The findings, published in Nature, are the work of Munir Humayun of Florida State University. His work is based on an analysis of a 4.4 billion-year-old Martian meteorite unearthed by Bedouin tribesmen in the Sahara desert. The rock, designated NWA 7533, might be the first recognized sample of ancient Martian crust and holds a wealth of information about the origin and age of Mars’ crust.
Humayun, a professor in FSU’s Department of Earth, Ocean and Atmospheric Science and a researcher at the National High Magnetic Field Laboratory (MagLab), and his collaborators performed complex analysis on the meteorite using an array of highly sophisticated mass spectrometers in MagLab’s geochemistry department in order to detect minute amounts of chemicals.
“This cratered terrain has been long thought to hold the keys to Mars’ birth and early childhood,” Humayun said.
Although Mars’ surface is more than half covered in craters, this is the first meteoric sample to come from this area. It is also the first time scientists have been able to understand the Red Planet’s early crustal growth.

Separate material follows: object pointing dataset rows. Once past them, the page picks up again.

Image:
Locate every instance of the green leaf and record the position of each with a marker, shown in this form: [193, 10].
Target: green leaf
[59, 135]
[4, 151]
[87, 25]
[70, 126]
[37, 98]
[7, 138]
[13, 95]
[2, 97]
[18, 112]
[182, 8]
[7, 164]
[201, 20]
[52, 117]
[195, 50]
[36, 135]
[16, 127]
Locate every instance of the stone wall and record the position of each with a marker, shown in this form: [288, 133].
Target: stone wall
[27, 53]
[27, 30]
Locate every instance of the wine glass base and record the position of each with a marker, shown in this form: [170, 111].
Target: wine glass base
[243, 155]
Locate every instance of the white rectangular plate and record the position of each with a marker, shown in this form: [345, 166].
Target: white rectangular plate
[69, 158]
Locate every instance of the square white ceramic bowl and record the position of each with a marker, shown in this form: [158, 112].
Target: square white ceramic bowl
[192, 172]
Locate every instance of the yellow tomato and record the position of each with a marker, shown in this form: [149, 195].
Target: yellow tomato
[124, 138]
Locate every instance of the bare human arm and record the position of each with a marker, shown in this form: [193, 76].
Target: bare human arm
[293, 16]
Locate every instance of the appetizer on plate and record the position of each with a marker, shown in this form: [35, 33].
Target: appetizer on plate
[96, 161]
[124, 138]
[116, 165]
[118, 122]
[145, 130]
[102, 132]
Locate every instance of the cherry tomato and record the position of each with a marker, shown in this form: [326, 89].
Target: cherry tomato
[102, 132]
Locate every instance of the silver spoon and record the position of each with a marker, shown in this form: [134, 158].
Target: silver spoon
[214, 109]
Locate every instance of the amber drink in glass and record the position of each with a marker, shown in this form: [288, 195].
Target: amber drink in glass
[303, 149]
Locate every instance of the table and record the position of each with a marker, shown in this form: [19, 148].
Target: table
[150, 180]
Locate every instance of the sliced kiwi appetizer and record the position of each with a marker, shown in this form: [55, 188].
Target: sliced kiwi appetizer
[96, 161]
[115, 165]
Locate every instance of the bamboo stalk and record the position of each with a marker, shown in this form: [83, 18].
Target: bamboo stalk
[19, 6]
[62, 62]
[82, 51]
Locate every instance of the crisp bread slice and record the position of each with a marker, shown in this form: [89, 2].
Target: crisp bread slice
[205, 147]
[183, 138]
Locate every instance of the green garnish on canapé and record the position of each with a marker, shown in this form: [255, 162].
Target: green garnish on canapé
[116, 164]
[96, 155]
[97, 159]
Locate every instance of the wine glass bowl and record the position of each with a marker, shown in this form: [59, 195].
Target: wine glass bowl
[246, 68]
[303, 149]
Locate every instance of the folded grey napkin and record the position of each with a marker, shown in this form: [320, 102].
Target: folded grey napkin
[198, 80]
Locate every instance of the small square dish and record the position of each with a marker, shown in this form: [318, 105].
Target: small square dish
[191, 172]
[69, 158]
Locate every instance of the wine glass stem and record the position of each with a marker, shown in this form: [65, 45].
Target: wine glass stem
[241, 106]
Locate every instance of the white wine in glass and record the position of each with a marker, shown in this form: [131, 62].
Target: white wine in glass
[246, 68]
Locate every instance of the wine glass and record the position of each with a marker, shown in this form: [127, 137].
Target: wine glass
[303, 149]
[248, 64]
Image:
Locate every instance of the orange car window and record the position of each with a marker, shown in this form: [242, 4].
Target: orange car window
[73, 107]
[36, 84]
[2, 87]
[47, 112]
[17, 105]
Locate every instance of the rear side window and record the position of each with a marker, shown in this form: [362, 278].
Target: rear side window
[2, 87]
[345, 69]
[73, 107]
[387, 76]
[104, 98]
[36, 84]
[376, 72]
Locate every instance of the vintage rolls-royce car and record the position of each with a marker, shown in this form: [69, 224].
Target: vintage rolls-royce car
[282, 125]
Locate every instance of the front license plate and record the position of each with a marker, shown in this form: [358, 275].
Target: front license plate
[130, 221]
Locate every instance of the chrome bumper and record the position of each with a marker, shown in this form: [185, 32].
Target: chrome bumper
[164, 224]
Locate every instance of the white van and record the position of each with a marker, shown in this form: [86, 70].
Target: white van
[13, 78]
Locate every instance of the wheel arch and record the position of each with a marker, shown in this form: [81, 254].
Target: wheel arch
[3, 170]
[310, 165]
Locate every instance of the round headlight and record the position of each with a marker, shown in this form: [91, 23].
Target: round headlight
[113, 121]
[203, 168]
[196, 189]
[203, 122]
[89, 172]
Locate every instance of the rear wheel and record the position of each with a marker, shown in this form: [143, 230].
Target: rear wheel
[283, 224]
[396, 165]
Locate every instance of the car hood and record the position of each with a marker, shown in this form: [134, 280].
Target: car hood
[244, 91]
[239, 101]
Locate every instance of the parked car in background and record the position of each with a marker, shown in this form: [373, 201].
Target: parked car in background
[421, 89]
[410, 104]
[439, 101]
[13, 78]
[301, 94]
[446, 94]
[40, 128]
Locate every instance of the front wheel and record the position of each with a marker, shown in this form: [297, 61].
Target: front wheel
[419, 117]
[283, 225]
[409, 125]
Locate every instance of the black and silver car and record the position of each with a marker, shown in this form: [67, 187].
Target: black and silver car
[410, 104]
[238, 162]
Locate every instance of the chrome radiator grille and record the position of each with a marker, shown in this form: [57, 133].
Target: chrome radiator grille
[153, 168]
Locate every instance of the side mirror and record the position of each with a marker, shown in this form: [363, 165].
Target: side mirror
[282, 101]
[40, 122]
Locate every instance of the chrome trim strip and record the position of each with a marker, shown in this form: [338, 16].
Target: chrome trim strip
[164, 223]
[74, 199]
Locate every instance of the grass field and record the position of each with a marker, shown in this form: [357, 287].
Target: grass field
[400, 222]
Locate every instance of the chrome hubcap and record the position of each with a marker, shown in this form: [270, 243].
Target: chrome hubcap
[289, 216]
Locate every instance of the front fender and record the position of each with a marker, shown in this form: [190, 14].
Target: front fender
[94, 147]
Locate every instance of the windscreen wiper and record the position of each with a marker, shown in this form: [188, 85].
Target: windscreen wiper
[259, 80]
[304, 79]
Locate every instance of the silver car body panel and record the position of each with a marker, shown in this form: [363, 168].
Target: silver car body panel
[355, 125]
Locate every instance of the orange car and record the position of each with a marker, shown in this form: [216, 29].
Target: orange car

The research team was able to calculate the thickness of the Martian crust using chemical information found in pieces of soil contained within the meteorite. The findings of this analysis aligned with estimates obtained from independent spacecraft measurements, confirming that Mars did not experience a giant impact that melted the entire planet in its early history.
The team used a powerful microprobe at Curtin University in Perth, Australia to date special crystals within the meteorite — called zircons — at an astounding 4.4 billion years old.
“This date is about 100 million years after the first dust condensed in the solar system,” Humayun said. “We now know that Mars had a crust within the first 100 million years of the start of planet building, and that Mars’ crust formed concurrently with the oldest crusts on Earth and the Moon.”
The scientists hypothesize that these trailblazing discoveries are just the beginning of what continued research will uncover. Humayun says that future studies may reveal more clues about the impact history of Mars, the nature of Martian zircons and the makeup of the earliest sediments on the Red Planet.